AWS Introduces VMs That 'Chew Through' Big Data

Amazon Web Services introduced on Tuesday a beefed-up virtual machine instance for running data-intensive workloads.

The new D2 instances offer dense, high-performance storage and fast networking for users churning through large amounts of data in the cloud, said Jeff Barr, chief evangelist for Amazon's cloud, in a blog post.

D2 makes sense for customers processing multi-terabyte data sets of the kind encountered when working with MapReduce and Hadoop clusters.

[Related: Amazon Web Services Launches Managed Service Provider Program With 6 Partners]

Sponsored post

For more rapidly accessing and processing warehoused data, D2 adds memory and computing speed to HS1, the first-generation of Amazon's high storage density and performance instances.

D2 comes in four tiers -- the lowest offering four virtual CPUs and 30.5 GBs of RAM, and the highest 36 virtual processors and 244 GBs of RAM. Moving up in tier, the instances take on higher network speed and disk throughput, with the top tier, d2.8xlarge, running on a 10-Gbps network with 3,500-MBs-per-second read speed and 3,199-MBs-per-second write speed when launched with a Linux Amazon Machine Image.

"The storage on this instance family is local, and has a lifetime equal to that of the instance. Therefore, you should think of these instances as building blocks that you can use to build a complete storage system," Barr said.

That means users should build redundancy into their storage architectures, use fault-tolerant file systems and back up the data on other Amazon storage services, such as S3 or Elastic Block Storage.

"You can also launch multiple D2 instances in a placement group for high-bandwidth, low-latency networking between the instances," Barr wrote.

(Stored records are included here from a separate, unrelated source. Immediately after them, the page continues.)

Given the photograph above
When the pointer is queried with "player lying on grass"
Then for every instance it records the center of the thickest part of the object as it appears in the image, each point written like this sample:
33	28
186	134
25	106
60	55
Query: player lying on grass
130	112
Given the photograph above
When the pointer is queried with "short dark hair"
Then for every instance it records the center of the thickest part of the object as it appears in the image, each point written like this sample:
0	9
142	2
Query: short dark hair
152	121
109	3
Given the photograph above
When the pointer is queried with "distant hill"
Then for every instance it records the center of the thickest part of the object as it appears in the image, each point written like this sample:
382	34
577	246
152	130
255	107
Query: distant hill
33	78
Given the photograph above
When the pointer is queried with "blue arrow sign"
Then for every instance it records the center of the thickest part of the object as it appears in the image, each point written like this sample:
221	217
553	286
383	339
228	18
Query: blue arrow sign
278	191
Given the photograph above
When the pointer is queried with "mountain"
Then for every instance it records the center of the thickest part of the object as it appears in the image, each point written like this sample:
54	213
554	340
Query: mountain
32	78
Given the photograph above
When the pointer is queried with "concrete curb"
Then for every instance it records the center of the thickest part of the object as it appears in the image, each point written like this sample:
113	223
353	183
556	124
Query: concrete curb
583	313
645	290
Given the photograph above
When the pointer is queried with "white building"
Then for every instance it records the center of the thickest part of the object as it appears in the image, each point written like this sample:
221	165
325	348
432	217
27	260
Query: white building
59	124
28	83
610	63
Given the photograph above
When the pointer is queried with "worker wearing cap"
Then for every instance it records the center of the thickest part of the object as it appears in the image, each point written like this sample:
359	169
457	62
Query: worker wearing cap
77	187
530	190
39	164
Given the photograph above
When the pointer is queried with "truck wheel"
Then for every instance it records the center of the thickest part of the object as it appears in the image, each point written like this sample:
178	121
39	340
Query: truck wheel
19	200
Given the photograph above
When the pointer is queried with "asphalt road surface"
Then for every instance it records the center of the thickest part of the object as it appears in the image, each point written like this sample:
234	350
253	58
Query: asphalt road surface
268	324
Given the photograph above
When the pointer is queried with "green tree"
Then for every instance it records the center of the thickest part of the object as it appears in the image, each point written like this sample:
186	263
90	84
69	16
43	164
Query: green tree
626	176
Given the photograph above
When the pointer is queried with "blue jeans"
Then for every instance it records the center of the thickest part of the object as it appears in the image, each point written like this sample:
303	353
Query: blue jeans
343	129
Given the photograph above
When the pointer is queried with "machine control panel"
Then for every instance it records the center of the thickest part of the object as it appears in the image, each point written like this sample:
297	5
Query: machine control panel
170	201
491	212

Each D2 instance type is optimized for EBS with dedicated storage throughput from 500 Mbps to 4,000 Mbps.

When building large-scale, distributed applications, the biggest pain point is often I/O throughput, said Jamie Begin, CEO of RightBrain Networks in Ann Arbor, Mich., an inaugural AWS Managed Service Provider.

"Big Data has big storage requirements, and you can only sift through that data as fast as your application can ingest it," Begin told CRN.

"I see these new D2 instances being most interesting to our customers in life sciences or those doing a lot of marketing analytics," Begin said. "But one of the cool things about AWS is the ability to seamlessly swap out instance types without affecting application up time. We'll be investigating their performance across a wide variety of I/O-intensive use cases."